When you look at the 1940s, when my grandfathers had some access to college after the GI Bill, college is basically free. Tuition, covered. Books, covered. You’ll be fine. And at that point, the college going population is almost entirely White. In the south, you have some historically Black colleges and universities but outside of that, colleges are really not admitting Black people, even in the north.

So, then you get to the next generation, you go and look at the Boomers. You’re like, “Okay, well, it’s a little more diverse.” And at that point, state funding—state funding priorities depend on the population in the state and how it votes—diminishes a bit. It diminishes a bit, but you could pay entirely for your college—a year of tuition at a public university—and have some money left over by working part time in the ‘70s.

So, then you get to the ‘90s, when I’m going to college. You basically would need a few thousand dollars of loans and work part time, and you could get through university. And now, I mean, forget about it. It’s impossible. There’s no point in trying to work when you’re in school. There’s no way you will ever pay for the actual cost of the tuition. The less White the population is, the less willing White people have been to support state funding of public education. When you talk about racial fractionalization, I think that’s what it is. It’s groups, and particularly White folks, not being willing to share public resources with anyone that doesn’t look like them.

Q. How did your time as a visiting journalist at Russell Sage inform The White Bonus? 

Working at Russell Sage was really important and incredibly powerful for me because it got me out of my journalist head.
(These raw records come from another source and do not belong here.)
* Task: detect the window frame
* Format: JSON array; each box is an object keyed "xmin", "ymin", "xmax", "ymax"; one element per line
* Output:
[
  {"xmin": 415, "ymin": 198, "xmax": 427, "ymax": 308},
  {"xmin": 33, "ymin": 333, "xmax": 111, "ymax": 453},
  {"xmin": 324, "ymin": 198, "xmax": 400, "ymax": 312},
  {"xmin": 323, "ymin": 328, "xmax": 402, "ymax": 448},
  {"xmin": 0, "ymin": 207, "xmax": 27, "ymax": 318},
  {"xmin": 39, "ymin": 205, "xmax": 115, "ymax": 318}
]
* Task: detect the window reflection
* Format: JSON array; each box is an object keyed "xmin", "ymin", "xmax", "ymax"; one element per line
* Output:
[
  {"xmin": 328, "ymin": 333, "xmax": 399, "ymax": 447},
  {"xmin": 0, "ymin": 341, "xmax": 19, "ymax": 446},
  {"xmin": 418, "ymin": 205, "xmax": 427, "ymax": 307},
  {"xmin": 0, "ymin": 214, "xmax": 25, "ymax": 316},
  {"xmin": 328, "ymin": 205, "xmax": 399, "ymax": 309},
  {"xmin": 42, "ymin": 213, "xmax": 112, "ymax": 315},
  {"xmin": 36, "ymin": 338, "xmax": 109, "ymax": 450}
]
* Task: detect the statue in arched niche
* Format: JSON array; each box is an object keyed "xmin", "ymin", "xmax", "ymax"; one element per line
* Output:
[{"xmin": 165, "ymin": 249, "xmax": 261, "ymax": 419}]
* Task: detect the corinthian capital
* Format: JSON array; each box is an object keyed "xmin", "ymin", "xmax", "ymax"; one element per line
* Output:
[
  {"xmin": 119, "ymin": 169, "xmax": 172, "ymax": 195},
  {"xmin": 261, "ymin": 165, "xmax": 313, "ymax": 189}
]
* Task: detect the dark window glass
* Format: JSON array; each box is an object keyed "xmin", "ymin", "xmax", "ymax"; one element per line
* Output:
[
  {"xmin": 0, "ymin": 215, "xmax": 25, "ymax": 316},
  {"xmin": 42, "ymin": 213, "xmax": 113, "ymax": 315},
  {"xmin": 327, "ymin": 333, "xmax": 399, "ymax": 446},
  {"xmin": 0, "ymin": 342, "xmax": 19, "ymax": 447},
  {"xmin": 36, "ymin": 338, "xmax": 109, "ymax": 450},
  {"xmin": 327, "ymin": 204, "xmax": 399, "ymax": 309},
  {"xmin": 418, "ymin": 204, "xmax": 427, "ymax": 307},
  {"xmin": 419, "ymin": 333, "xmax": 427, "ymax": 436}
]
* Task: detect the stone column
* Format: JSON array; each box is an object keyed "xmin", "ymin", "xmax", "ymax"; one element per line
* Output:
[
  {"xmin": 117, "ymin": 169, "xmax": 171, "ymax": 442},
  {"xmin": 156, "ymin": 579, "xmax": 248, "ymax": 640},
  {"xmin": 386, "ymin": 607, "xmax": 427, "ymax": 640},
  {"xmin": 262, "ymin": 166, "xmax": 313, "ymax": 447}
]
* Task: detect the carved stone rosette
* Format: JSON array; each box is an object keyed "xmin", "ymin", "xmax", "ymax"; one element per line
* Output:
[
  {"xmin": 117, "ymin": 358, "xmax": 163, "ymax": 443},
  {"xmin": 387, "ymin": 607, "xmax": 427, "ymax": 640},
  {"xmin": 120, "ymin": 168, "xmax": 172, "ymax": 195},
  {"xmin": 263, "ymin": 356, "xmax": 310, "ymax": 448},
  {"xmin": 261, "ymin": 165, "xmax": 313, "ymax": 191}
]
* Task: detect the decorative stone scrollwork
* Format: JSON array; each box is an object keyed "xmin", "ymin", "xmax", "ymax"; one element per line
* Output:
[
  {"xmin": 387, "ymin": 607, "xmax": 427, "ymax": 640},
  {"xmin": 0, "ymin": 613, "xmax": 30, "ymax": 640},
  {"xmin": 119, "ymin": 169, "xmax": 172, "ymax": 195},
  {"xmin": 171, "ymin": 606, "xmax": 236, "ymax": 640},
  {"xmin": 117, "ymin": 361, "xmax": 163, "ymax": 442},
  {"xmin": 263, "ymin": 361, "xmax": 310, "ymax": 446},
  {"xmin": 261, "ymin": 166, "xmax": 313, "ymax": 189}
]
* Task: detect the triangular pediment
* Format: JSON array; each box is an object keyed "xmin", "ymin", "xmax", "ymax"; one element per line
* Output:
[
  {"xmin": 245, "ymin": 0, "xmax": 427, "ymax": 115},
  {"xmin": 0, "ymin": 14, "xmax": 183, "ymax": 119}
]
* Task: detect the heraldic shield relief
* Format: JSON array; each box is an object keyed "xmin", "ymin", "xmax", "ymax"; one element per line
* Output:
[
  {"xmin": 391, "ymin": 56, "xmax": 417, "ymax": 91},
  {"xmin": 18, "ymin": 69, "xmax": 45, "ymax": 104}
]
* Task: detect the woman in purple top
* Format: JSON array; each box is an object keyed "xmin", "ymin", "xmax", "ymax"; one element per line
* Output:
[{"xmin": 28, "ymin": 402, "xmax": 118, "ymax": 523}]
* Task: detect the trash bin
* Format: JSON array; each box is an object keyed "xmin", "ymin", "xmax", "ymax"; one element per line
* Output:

It made me be much more rigorous about the research that I was considering and how I was using it. The White Bonus draws on so many different areas of social science. I’m pulling from all over the place, and I had access to social scientists that could match the breadth of my research, whether it was somebody who was currently a scholar or somebody in the network that I could then access. It’s incredibly powerful to be able to reach out to top scholars and say, “What is the research I need to make sure I check when I’m writing about the sociology of race?” “What is the best research on the psychology of whether or not White people want to talk about racism as an advantage to them versus a disadvantage to Black people?” And the generosity isn’t just the other scholars, it’s also the staff and the faculty and the leadership. I took a lot from talking at lunch with staff – as much as with the scholars.

It’s great. Do it. 100%! Everyone talks about the food, which is lovely, but honestly, the guidance and the scholarship just made my work so much better.